Malatya’da yaşayan 45 yaşındaki bağlama ustası İnan Karakış, evinin ağıl olarak kullanılan bölümünü atölyeye çevirerek yıllardır hem bağlama yapıyor hem de saz çalıp türkü söylüyor.

Malatya’da yaşayan 45 yaşındaki bağlama ustası İnan Karakış, evinin ağıl olarak kullanılan bölümünü atölyeye çevirerek yıllardır hem bağlama yapıyor hem de saz çalıp türkü söylüyor.


Doğanşehir ilçesine bağlı Karaterzi Mahallesi’nde annesiyle birlikte yaşayan 45 yaşındaki bağlama ustası İnan Karakış, evin ağıl olarak kullanılan bölümünü atölyeye çevirerek, yıllardır hem bağlama yapıyor hem de saz çalıp türkü söylüyor.

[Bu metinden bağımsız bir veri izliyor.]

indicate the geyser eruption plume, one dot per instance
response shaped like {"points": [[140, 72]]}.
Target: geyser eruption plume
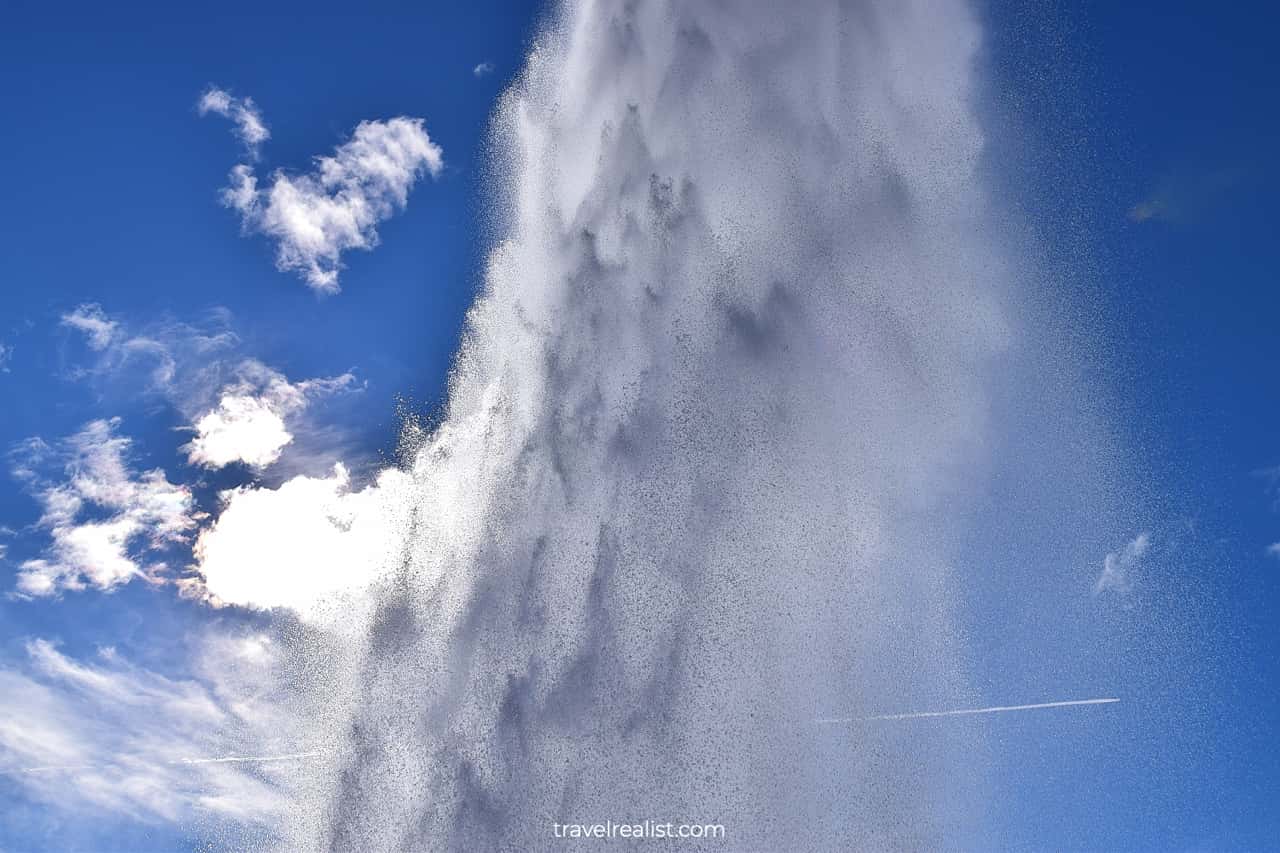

Dericilik okudu bağlama ustası oldu


20 yıl önce İstanbul’da saz yapmaya başlayan bağlama ustası İnan Karakış, taleplere göre ud, gitar gibi farklı enstrümanlar yaptığını belirterek, "Ben dericilik okudum. Öğrencilik dönemlerinde bağlama dersi veriyordum. Canlı müzikler yapıyorduk. Sonra İstanbul’da rahmetli ustam Lütfü Haydaroğlu’nun atölyesinde ders vermeye başladım. Ders verirken zamanım çok boş kalıyordu. Haftanın bir iki günü ders oluyordu. Geri kalan günler boştu. O arada ustama yardım etmeyle başladım. İki yıl kadar beraber çalıştık. İki yıl sonra da ustam bir hastalıktan dolayı vefat etti. Ondan sonra da ben devam ettirdim atölyeyi. Yaklaşık 18 yıldır kendi başıma bu işi yapıyorum" dedi.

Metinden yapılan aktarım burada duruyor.